Surviving The Holidays, A Child Abuse Survivors Guide
If you are a child abuse survivor who still associates with family members who abused you, you may be fighting an up hill battle to recovery. Putting yourself in these highly stressful situations, can only serve one purpose, pleasing your abuser. This may not be a conscious choice, but unconsciously, you are still attempting to gain approval or love from your abuser, which is only natural if the abuser was a parent or loved one.
Breaking family holiday traditions is not an easy choice to make. More than likely, we all have a few good memories of Thanksgiving, Hanukkah or Christmas celebrations with family members. The song lyrics that begin with, "Over the river and through the woods, to Grandmother’s house we go," may stir a bit of nostalgia in all of us. But for some of us, that house may be a place that haunts us. It may be a place that brings back memories that we would rather forget.

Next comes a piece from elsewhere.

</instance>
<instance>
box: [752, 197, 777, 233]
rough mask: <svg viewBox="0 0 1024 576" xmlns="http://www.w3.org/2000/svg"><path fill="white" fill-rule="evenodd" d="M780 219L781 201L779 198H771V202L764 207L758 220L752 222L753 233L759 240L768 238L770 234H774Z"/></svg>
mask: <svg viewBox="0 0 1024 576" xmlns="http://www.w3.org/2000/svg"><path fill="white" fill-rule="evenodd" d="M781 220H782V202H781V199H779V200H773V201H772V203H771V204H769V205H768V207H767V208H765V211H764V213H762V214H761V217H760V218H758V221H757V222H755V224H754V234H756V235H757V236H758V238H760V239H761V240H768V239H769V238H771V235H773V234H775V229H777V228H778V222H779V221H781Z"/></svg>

You do not have to maintain a false front to please those who abused you. You are under no obligation to attend family functions, if that family is responsible for your abuse. If doing so fills you with stress and trepidation, why put yourself through that?
One way that survivors can cope with the approaching holidays, is to start new traditions, or observe old ones in their own homes. Whether you are single, or have a husband and children, you can start your own holiday rituals.
Here are ideas for creating holiday traditions in your own home:
Visit a tree farm and cut your own holiday tree.
- Make hot cocoa with marshmallows to enjoy as you and your family trim the tree.
- Make handmade decorations for the tree.
- Take a family portrait to send as holiday greetings.
- Go caroling with your family and friends.
- Invite friends to a covered dish holiday dinner, and ask them to bring their favorite holiday dish or dessert to share. You provide the main course.
- Have a gift exchange with friends.
- Invite neighborhood kids over to help bake holiday cookies.
Starting your own holiday traditions can alleviate some of the loss you may feel when you choose to decline the invitation to celebrate the holidays with your other family. However, if you still feel an obligation to your extended family, send them a nice card and gift, with a note that you will not be attending the family celebration, explaining that this year, you will be celebrating the holidays with your own family. If you feel obligated to explain further, simply be honest, but without being rude. Like this:
"We wish the family a happy holiday, but will not be attending the family celebration this year. To alleviate the anxiety that I experience during the holidays, we will be celebrating them in our own home this year."
There is no need for any further explanation.
If you have already made the decision to decline the invitation to celebrate the holidays with your abusive family, let us know how your holidays went, and how it affected you emotionally to do so. Did you feel a sense of loss? Or did you feel relieved, and even happier? Either way, I hope that the holidays with your family will be a time of love and inner peace for you.